Many young Americans don’t believe they’ll ever see the benefits of Social Security — and that might be a good thing.
Social Security, which was enacted 84 years ago this week, is a lifeline for Americans across the country, but the program is at risk of turmoil. The two trust funds that support the program, which pays benefits to retirees, disabled Americans and disadvantaged children, may be out of money in 15 years, in which case beneficiaries would receive about 80% of the benefit they’re owed, according to a Social Security trustees report released earlier this year.
Poll after poll shows millennials, who are born between the early 1980s and mid-1990s, believe they won’t ever get Social Security. Eight in 10 millennial workers said Social Security won’t be there for them when they get to retirement, according to a 2017 study by Transamerica Center for Retirement Studies.
The truth: Social Security will still be around in some capacity, but planning as if it won’t may be the best strategy when saving for the future. “We have to rely on assumptions that are reasonable,” said Sergio Garcia, an associate planner at Quest Capital Management in Dallas. “With the ever-changing landscape of Social Security, it has been my approach to disregard the benefit entirely.”
Congress is getting much more serious about retirement security, proposing bills that would encourage companies to offer new (or better) retirement plans and promote savers to put more away for their futures. But Social Security is typically a “third rail” in politics, and lawmakers seem to be scratching their heads about how best to fix the system, such as increasing taxes or raising the age when one would qualify to receive 100% of the benefit.
Legislators are particularly mixed about how changing the program would impact millennials. Some say increasing taxes now would place a burden on young Americans, who are just beginning their careers and already struggle to afford their bills and student loans. Others say doing nothing would hurt millennials even more down the line, and that the government can’t afford to delay reform any longer.
Even though the benefit will exist for millennials — whether it is cut or not — there are other unknown factors to consider, such as how the income will be taxed in the future and if the benefit will be less than was promised, Garcia said.
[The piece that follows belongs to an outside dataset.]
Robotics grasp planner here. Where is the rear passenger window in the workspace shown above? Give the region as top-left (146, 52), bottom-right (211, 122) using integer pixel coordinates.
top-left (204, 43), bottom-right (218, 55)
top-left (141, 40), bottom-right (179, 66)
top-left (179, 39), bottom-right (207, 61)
Also see: One reason lawmakers are hesitant to fix Social Security: the millennials
Pretending Social Security won’t exist can be a powerful tool, financial advisers said. Doing so would require Americans to save more for their retirement, which can be daunting but also motivating, said Michael McKevitt, director of financial planning at Guillaume & Freckman in Palatine, Ill. Ignoring Social Security, at least for now, also removes the crutch the program might seem to be for future retirees, said Mackenzie Richards, a financial adviser at BankRI Investment Services in North Kingstown, R.I. “If you think you have no safety net, you’ll be much more incentivized to save for your future self,” she said. “Younger clients have time on their hands, which should be used to their advantage as much as possible,” she said.
At a certain point, it might be best to include Social Security assumptions — but at a significant discount. McKevitt said he does not include income from Social Security for clients in their 20s through early 40s, but will begin assuming they’ll receive 50% of their benefit at age 45. Around age 50, he’ll increase the assumption to 75%.
An important aspect of financial planning is focusing on what the individual can actually control, said Peter Lazaroff, co-chief investment officer at Plancorp in St. Louis. “We can’t control Social Security, so it’s best to assume it won’t be there,” he said.